Sunday, January 19, 2025

An Ode to my Animal Body

 A week of thinking. Of communicating. Of planning. Of being a 21st-century human.


As soon as my skis start to glide on the snow, I feel what my native friend would call my animal body, suppressed all week, come to life.

I look briefly at a map without taking it in, instead, I start with dizzying loops around the close trails, until the restlessness subsides enough to focus on directions. This animal body longs for a reality where directions are instinctual again, not lines on a map.

I attack a hill and my lungs burn instantly. Too early. Despite the restless energy, today this animal isn't an aggressive one.






It's playful.

Today it's a rabbit.

The rabbit bounds over hills and through valleys with joy.

All week, learning how to be a better human, to listen to everyone's views, to stay safe, to be a part of the group.

And now to bound through the hills wild and free.

As I toss my phone in the side pocket of my pack, I think, "What if I fall and ruin my phone?"

"Ha! I'm nimble on my feet. What-ifs be damned!"

To a rabbit, worrying is foreign, as is the idea of having control over anything.



And now that I have glided through the hills, I throw my ears back and I start to RUN.

And oh! This rabbit can RUN!

My other bodies...

My water body - giver of life, empathy, healing, medicine...

Sick people get modern medicine these days.

My friends have therapists.

Most people can take care of themselves...

My spirit body- fully aware and accepting of death, sees the woes of life on earth as trivial...

It cannot speak very often for fear of being seen as cold-hearted.

In this world, a person suppresses at least half of their bodies in any given week.

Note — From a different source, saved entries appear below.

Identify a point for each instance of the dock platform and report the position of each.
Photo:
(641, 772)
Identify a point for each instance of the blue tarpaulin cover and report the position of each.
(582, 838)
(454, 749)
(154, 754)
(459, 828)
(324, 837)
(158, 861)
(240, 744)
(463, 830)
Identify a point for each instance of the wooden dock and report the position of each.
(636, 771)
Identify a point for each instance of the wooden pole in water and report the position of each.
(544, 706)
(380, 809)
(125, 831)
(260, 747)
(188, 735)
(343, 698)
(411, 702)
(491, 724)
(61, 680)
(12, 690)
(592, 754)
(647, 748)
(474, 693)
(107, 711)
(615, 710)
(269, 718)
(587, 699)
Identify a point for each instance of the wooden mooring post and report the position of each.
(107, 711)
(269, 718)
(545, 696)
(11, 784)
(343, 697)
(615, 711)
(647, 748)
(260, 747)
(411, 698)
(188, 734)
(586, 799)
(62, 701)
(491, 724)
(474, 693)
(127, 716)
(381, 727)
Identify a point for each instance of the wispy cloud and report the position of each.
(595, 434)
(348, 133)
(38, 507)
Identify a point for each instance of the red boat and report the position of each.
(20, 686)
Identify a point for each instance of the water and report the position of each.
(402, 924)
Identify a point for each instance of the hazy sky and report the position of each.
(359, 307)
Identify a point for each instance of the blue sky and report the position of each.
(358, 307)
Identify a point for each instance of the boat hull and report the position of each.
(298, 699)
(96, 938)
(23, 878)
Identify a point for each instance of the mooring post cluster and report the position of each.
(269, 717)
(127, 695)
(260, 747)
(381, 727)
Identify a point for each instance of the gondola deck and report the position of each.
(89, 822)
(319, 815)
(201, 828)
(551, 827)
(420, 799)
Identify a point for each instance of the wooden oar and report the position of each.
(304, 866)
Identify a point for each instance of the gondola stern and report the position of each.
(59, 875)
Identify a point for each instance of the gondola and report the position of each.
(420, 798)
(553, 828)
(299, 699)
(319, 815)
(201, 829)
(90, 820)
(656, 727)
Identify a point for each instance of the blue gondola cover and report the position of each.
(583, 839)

But right now, my animal body RUNs.



I turn onto an open stretch and the snow is fast. In a rush of joy I raise up my hands and plant my poles, flying through the opening in the trees.

How do I know I have gone long enough? When my brain turns to thoughts of rabbits instead of thoughts of people. When I stop wondering if I have been out long enough.

And also when the rabbit reaches the starting point for the 2nd..., 3rd..., 4th...?! time and abruptly decides without consensus-

That was it!



And I watch the rabbit hop back into the forest without so much as a glance behind.